Socket reported 73 newly identified malicious extensions on Open VSX, the marketplace used by VS Code, Cursor, and Windsurf editors. The extensions impersonate popular developer tools - same name, same icon, but published by newly-created GitHub accounts with empty repositories. Instead of being malicious from day one, they sit harmlessly for weeks gathering downloads and trust, then push a 'normal' update that silently installs malware. Six of the 73 extensions have already activated; the rest are still in the sleeper phase. The campaign is part of GlassWorm, an ongoing supply-chain attack family that has been working its way through npm, GitHub, and editor extension marketplaces since 2025.

Check
Check every developer machine and CI runner for editor extensions, verify each publisher matches the official one, and remove anything you can't account for.
Affected
Developers using VS Code, Cursor, Windsurf, or other Open VSX-compatible editors who installed extensions in the past two months.
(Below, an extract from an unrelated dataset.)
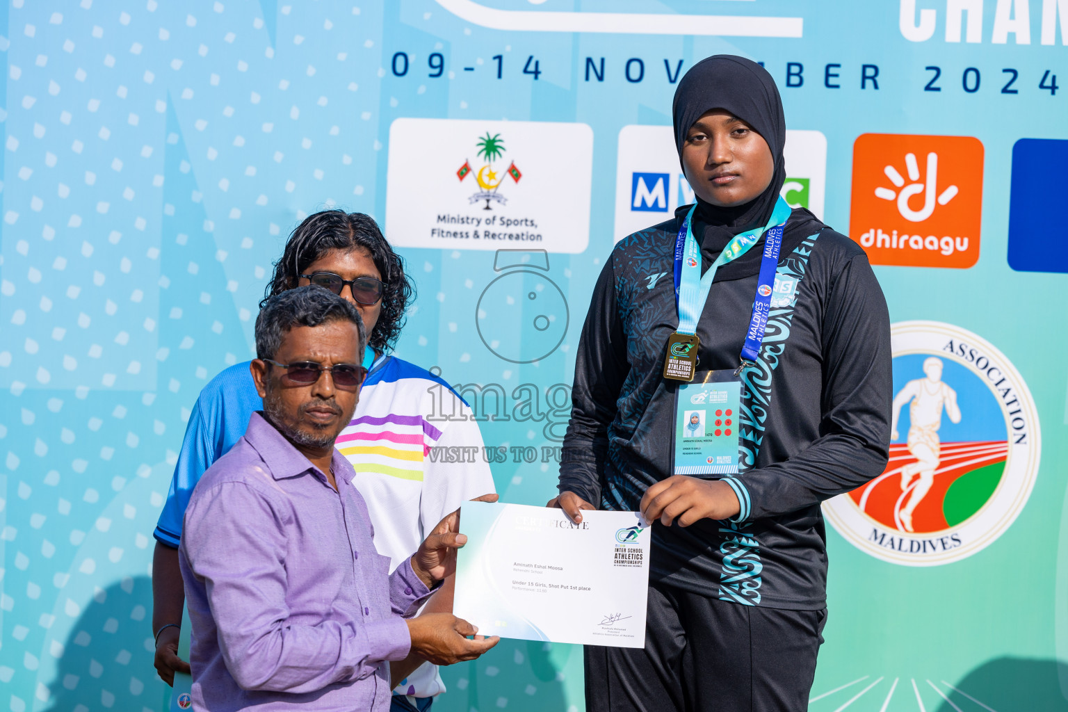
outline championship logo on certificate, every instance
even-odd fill
[[[891,334],[890,462],[823,511],[878,558],[948,564],[990,544],[1020,513],[1038,472],[1038,414],[1020,374],[978,335],[938,321],[902,321]]]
Particularly risky if your team installs popular extensions by name without checking publisher namespace, or auto-updates extensions without review. Sleeper extensions look identical to legitimate ones, so visual checks alone are insufficient.
Fix
List installed extensions in each editor and cross-check the publisher against the legitimate one (microsoft.* for Microsoft tools, the original project's GitHub for others). Remove any with newly-created publishers or mismatched namespaces. Disable auto-update on extensions in higher-risk environments. Allowlist approved extensions in managed dev environments. Socket's GlassWorm v2 page tracks the 73 by name.